Prevention beats cure here. Site plants in full sun, space them for good air movement, and avoid crowding, since still, shaded, packed plantings are where mildew thrives. Overhead watering in the morning can actually wash spores off and let leaves dry by midday, though many growers prefer to water at the base for other reasons.

If you spray, treat it as protection, not rescue. Sulfur-based fungicides used before the disease appears act as protectants, and horticultural oil can knock back an existing infection, but do not apply oil in high heat or close behind a sulfur spray. Once mildew has coated a leaf, no spray makes that leaf clean again.

Tuber and stem rot

Rot is less a pest than a consequence, almost always of too much water and not enough drainage. A tuber sitting in cold, soggy soil rots before it sprouts. A stem can rot at the base if water pools around the crown, and a hollow cut stalk left open in the rain funnels water straight down into the plant.

The defenses are all about water and air. Plant into well-drained soil, or onto a mound or raised bed if your ground stays wet. Do not water tubers at planting before they have roots. Keep mulch pulled back from the stems, and when you cut stalks, do it so water does not run down the hollow center.

Rot also haunts winter storage, where the same rule holds: barely moist, never soggy, with airflow. A tuber that has gone soft and brown through the crown is finished, so cull it before it spreads to its neighbors. Most rot is preventable, and almost all of it traces back to water that had nowhere to drain.

Common questions

What is eating ragged holes in my dahlia leaves and flowers at night?
Most likely earwigs or slugs and snails, both of which feed after dark and hide by day. Earwigs leave irregular holes in buds and petals; slugs leave holes plus slimy trails. Trap earwigs with rolled newspaper or oil traps, and patrol for slugs at night or use an iron-phosphate bait.
What is the best organic control for dahlia aphids?
Start with a forceful spray of water to knock aphids off, repeated as needed. For more, insecticidal soap or horticultural oil applied to cover the insects works well, and lady beetles and lacewings help if you let them. Go easy on nitrogen, which pushes the soft growth aphids prefer.
How do I stop powdery mildew on dahlias?
Prevent it.

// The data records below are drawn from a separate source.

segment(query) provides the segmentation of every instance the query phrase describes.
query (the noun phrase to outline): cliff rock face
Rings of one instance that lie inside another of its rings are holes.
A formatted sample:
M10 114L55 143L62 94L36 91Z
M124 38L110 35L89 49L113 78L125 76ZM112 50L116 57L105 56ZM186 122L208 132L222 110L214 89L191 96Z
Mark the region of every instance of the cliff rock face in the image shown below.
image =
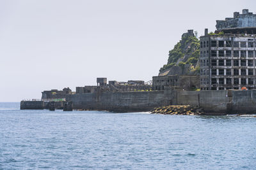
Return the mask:
M181 40L169 52L167 64L159 70L159 76L197 74L199 71L200 41L193 30L182 36Z

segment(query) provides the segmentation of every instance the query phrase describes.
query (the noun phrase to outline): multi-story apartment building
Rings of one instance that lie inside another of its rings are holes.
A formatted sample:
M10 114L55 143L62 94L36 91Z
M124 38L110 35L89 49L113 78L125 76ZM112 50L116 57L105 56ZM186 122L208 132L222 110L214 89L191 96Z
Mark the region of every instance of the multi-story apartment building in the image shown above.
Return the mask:
M256 27L205 29L200 39L202 90L256 89Z
M233 34L201 36L201 89L255 89L255 38Z

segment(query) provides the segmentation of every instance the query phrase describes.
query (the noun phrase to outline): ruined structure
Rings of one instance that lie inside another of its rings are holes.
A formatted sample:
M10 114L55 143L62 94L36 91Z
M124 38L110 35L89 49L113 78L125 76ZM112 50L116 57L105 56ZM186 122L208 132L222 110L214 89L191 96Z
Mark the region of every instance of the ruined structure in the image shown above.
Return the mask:
M243 28L256 27L256 14L249 12L248 9L243 10L243 13L234 12L233 18L226 18L225 20L216 20L217 30L228 28Z
M51 90L45 90L42 92L42 100L51 101L52 99L65 100L67 94L72 94L72 90L69 87L64 88L62 90L53 89Z
M243 15L236 15L236 18L239 20L249 17L256 17L248 11L243 10ZM252 26L248 25L251 22L247 25L244 24L246 22L242 22L243 25L236 25L237 27L234 27L234 25L227 21L225 27L217 24L219 30L215 34L208 34L208 30L205 29L205 35L200 37L201 90L255 88L256 34L248 33L253 32L255 28L239 27ZM225 29L220 30L222 28Z
M95 93L102 92L134 92L136 90L151 90L152 85L145 84L142 80L129 80L128 81L109 81L106 78L97 78L97 86L77 87L76 94Z
M153 77L153 90L166 89L193 90L200 88L199 75L168 75Z

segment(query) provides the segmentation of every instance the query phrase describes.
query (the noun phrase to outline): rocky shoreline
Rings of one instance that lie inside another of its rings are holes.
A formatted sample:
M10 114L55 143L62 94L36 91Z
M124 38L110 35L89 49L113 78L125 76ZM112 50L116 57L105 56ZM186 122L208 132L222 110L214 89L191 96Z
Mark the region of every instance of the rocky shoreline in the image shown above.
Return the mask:
M204 115L203 108L193 108L189 105L175 105L156 108L151 113L163 115Z

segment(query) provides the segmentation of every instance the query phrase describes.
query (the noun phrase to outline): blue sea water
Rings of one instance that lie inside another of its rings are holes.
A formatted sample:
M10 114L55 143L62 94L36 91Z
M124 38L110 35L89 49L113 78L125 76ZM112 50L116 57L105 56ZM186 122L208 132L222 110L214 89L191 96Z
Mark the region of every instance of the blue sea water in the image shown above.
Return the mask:
M20 110L0 103L0 169L256 169L256 118Z

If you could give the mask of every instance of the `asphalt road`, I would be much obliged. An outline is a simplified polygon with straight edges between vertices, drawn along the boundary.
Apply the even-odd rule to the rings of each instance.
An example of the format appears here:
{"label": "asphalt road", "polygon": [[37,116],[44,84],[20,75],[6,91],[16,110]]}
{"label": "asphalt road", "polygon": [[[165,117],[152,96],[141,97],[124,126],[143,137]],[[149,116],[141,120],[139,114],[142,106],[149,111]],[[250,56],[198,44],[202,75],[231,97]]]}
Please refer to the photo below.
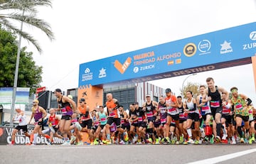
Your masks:
{"label": "asphalt road", "polygon": [[[247,152],[247,151],[252,152]],[[245,152],[245,155],[240,155]],[[238,153],[233,154],[235,153]],[[220,157],[221,155],[225,155]],[[220,159],[216,160],[215,158]],[[230,158],[230,159],[229,159]],[[0,146],[0,163],[255,163],[252,145]],[[210,159],[209,161],[201,161]],[[223,160],[226,160],[223,161]]]}

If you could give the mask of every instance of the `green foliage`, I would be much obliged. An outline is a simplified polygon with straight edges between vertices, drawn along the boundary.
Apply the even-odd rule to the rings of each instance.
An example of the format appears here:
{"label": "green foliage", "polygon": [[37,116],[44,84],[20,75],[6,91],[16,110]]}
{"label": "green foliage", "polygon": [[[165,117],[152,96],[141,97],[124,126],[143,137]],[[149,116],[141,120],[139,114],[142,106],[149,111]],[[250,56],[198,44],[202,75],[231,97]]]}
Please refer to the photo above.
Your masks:
{"label": "green foliage", "polygon": [[[13,87],[16,62],[18,44],[16,37],[0,27],[0,87]],[[30,87],[31,93],[35,93],[42,82],[42,67],[36,65],[33,53],[26,52],[26,47],[21,50],[18,69],[18,87]]]}
{"label": "green foliage", "polygon": [[183,98],[186,99],[186,92],[191,91],[193,97],[196,98],[197,96],[200,94],[199,93],[199,86],[198,83],[188,82],[187,85],[184,86],[183,90],[181,89],[181,92],[183,95]]}
{"label": "green foliage", "polygon": [[54,34],[50,26],[43,19],[37,18],[38,6],[51,7],[51,0],[0,0],[0,25],[6,30],[21,35],[23,38],[31,43],[39,53],[42,53],[38,40],[14,23],[21,25],[21,22],[23,22],[27,26],[41,30],[50,40],[53,40]]}

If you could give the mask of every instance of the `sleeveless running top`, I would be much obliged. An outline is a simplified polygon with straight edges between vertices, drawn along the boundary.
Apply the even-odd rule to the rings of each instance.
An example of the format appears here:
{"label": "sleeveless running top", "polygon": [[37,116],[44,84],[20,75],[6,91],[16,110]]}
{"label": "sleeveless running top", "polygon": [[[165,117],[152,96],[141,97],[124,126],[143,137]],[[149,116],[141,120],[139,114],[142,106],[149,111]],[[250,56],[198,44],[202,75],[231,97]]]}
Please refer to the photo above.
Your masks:
{"label": "sleeveless running top", "polygon": [[73,111],[69,102],[63,102],[62,101],[63,96],[61,96],[61,99],[58,102],[58,104],[60,107],[61,114],[63,116],[72,116]]}
{"label": "sleeveless running top", "polygon": [[215,86],[216,91],[215,92],[210,92],[210,88],[208,88],[208,97],[211,97],[210,101],[210,106],[211,108],[220,107],[222,104],[221,96],[218,92],[218,86]]}

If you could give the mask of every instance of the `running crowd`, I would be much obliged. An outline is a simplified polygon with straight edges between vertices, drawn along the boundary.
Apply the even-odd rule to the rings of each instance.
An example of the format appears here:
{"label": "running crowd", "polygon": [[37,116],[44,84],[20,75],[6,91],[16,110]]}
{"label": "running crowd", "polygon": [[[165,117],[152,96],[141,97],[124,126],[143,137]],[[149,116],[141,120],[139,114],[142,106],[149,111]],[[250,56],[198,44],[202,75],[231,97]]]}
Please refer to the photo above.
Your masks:
{"label": "running crowd", "polygon": [[[42,131],[47,113],[35,99],[29,121],[34,119],[34,129],[30,135],[27,133],[26,116],[16,110],[14,120],[19,121],[19,124],[14,131],[11,144],[14,144],[15,133],[21,129],[30,137],[30,144],[36,144],[40,135],[48,138],[49,144],[53,144],[55,136],[64,140],[62,145],[84,145],[81,132],[87,133],[88,143],[92,145],[254,143],[256,109],[252,100],[239,94],[235,87],[228,92],[215,85],[212,77],[207,78],[206,83],[207,87],[199,87],[197,97],[186,91],[185,100],[174,95],[170,88],[159,102],[146,94],[146,102],[142,106],[137,102],[130,104],[129,112],[111,93],[106,96],[107,111],[100,106],[90,112],[85,99],[80,99],[77,107],[72,97],[56,89],[54,94],[58,108],[49,110],[49,129]],[[58,111],[61,117],[55,114]]]}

Plant in full sun with good spacing and air movement, since mildew favors shade and crowding at moderate temperatures. Sulfur-based fungicides used before symptoms appear act as protectants. Once a leaf is coated, no spray makes it clean again.
Why do my dahlia tubers keep rotting?
Almost always too much water and poor drainage. Plant into well-drained soil or a raised bed, do not water tubers before they have roots, and keep water from pooling at the crown. The same rule governs storage: barely moist, never soggy, with airflow.